Félix Tremblay
Passant d’une des municipalités au Québec en utilisant le plus à une de celle l’ayant pratiquement banni, la Ville de Saint-Hyacinthe a fait un choix écologique en se débarrassant du sel de déglaçage au profit de la pierre fracturée pour épandre sur ses rues cet hiver. Si les automobilistes et piétons ont eu à adapter leur conduite, voyons un peu ce que l’environnement a pu tirer de bon de cette mesure.
Une fois la neige fondue, les eaux salées peuvent rejoindre la végétation, ruisseler ou pénétrer les sols, puis atteindre la nappe phréatique et les cours d’eau. À chacun de ces endroits, la haute salinité ainsi que la grande concentration d’ions chlorure, sodium et calcium (principalement) peuvent avoir un impact négatif et présenter un danger pour la faune, la flore ou le milieu aquatique, sans oublier les sols.

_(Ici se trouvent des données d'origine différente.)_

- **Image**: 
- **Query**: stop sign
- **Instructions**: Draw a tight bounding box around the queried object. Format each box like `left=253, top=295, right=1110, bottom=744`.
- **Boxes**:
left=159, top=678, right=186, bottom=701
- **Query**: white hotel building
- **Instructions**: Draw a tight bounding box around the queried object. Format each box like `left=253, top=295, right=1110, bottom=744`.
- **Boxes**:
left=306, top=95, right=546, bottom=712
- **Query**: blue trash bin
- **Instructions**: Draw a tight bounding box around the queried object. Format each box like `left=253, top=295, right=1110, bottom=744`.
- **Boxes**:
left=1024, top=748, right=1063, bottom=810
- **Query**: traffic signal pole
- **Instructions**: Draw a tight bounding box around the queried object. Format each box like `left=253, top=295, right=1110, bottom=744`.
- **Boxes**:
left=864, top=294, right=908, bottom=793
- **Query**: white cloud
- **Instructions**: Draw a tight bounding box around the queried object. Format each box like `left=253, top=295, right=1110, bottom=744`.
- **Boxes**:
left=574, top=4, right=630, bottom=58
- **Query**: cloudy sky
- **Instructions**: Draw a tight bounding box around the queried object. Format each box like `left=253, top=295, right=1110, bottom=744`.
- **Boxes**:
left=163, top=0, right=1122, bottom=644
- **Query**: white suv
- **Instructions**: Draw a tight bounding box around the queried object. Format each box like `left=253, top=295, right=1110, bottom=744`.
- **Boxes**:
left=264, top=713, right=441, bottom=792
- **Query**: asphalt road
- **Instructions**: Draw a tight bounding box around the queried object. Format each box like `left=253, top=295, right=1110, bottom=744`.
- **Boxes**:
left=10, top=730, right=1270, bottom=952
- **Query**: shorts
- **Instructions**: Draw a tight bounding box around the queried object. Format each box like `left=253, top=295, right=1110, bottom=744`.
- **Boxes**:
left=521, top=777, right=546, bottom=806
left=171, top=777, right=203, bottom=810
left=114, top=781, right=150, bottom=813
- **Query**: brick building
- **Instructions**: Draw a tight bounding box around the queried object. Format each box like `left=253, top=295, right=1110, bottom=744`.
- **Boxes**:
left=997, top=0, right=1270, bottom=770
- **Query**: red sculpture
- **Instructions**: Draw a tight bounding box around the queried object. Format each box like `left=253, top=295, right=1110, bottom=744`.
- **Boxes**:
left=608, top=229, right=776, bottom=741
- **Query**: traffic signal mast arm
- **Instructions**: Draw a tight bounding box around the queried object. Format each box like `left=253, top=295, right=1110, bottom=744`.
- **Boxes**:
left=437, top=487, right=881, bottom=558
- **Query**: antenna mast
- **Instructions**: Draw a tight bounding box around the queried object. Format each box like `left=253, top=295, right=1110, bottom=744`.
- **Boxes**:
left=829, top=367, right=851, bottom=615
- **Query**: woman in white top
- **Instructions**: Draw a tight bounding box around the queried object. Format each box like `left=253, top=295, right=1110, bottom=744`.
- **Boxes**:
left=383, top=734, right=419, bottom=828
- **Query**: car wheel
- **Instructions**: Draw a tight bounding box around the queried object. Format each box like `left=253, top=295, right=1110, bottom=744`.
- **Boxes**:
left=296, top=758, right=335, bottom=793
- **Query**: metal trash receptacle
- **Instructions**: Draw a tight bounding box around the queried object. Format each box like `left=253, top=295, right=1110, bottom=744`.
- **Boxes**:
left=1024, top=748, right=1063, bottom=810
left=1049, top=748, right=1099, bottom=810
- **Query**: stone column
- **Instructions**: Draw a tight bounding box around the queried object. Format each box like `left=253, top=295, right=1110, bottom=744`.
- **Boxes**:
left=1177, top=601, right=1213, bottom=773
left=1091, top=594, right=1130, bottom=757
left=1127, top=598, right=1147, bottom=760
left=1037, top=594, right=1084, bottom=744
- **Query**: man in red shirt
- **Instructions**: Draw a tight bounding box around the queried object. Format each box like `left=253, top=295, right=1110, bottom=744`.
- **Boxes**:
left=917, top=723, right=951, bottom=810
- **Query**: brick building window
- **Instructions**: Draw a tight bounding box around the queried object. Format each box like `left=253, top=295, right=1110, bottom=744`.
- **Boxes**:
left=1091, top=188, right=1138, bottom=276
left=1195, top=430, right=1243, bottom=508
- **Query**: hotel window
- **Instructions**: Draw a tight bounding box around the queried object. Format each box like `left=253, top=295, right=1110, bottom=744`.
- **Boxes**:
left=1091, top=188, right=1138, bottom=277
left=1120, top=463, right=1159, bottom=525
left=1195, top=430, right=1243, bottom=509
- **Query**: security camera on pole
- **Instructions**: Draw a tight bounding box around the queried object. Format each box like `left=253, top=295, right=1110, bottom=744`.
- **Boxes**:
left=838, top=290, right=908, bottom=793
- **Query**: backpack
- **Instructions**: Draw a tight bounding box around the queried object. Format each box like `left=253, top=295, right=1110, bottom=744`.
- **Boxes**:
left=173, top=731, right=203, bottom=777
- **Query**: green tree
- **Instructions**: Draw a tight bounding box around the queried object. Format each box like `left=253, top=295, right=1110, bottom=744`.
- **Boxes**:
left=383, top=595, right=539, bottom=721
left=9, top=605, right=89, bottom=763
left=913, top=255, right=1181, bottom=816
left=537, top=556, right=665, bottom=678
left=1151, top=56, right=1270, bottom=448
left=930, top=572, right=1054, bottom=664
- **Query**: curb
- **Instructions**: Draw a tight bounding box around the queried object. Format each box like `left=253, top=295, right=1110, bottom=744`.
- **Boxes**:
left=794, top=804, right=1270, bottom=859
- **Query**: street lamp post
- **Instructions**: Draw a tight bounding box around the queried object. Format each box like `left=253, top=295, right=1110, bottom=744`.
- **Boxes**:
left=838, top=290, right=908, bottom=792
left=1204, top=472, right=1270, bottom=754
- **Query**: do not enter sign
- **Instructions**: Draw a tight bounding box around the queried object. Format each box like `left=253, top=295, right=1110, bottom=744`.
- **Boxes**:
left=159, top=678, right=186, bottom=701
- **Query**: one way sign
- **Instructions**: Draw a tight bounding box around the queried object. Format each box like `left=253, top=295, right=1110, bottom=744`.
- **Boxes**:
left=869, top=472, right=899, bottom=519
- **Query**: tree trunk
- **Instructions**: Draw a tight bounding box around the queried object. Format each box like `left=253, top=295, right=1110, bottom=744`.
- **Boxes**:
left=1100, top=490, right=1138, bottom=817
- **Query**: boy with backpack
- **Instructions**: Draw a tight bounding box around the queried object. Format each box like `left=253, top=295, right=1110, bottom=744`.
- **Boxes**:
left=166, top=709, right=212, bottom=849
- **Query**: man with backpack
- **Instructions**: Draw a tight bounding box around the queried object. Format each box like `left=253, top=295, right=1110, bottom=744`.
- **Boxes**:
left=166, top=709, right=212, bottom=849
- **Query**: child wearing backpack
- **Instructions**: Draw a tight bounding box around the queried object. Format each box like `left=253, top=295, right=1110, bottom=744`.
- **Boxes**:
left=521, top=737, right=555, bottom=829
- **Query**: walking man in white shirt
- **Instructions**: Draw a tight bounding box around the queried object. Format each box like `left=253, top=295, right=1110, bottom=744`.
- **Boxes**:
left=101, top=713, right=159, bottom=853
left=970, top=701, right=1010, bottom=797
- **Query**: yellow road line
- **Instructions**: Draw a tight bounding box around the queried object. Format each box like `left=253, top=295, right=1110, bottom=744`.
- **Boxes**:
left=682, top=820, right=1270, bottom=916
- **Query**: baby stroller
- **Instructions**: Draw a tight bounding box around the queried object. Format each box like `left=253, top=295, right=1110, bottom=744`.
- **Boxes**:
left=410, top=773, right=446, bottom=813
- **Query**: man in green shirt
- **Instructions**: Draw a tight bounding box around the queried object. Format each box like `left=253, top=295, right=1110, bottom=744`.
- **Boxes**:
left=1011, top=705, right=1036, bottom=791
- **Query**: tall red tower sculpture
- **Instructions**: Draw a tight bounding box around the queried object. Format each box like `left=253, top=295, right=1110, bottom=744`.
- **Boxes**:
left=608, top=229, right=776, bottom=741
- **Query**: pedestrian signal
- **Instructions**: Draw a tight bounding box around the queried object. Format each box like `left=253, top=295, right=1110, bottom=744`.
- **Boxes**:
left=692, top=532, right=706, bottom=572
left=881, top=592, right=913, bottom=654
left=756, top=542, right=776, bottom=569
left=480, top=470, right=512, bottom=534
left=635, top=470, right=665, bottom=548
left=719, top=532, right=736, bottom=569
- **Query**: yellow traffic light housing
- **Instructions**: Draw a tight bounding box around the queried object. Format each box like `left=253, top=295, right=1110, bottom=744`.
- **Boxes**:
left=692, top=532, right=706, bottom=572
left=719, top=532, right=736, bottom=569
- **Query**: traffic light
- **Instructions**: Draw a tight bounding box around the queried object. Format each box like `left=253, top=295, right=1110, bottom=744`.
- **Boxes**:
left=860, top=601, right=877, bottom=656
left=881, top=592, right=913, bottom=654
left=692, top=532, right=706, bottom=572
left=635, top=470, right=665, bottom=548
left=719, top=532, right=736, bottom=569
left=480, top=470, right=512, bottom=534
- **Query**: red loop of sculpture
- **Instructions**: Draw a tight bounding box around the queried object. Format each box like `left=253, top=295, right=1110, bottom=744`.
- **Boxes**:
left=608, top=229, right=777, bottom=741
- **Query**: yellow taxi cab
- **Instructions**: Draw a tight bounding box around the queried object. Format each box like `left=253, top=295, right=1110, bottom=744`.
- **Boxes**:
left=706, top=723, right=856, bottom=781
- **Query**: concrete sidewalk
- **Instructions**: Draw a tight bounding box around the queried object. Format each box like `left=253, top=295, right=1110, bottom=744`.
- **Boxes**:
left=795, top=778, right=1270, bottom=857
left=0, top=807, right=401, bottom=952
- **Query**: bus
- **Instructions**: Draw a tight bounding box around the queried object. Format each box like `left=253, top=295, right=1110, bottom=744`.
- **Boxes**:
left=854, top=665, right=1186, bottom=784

Ainsi, la neige salée soufflée sur les terrains entre en contact avec les bourgeons des arbres, des arbustes, des fleurs et des feuilles. Cela a pour effet de retarder leur développement au printemps, de limiter la croissance des plantes et potentiellement d’augmenter leur susceptibilité à certaines maladies. Dans certains cas, la quantité d’ions qui percolent à travers le sol est telle que cela peut le lessiver. Un sol lessivé est un sol dont la capacité à retenir les nutriments est diminuée et qui perd ceux-ci, alors emportés avec l’eau. Les ions des sels de déglaçage prennent la place des nutriments et les délogent littéralement, ce qui force ensuite l’emploi de fertilisants pour compenser. Les fertilisants artificiels sont à leur tour lessivés plus facilement que les nutriments naturels, le sol s’appauvrit, puis les fertilisants, eux, gagnent les cours d’eau et provoquent leur vieillissement accéléré.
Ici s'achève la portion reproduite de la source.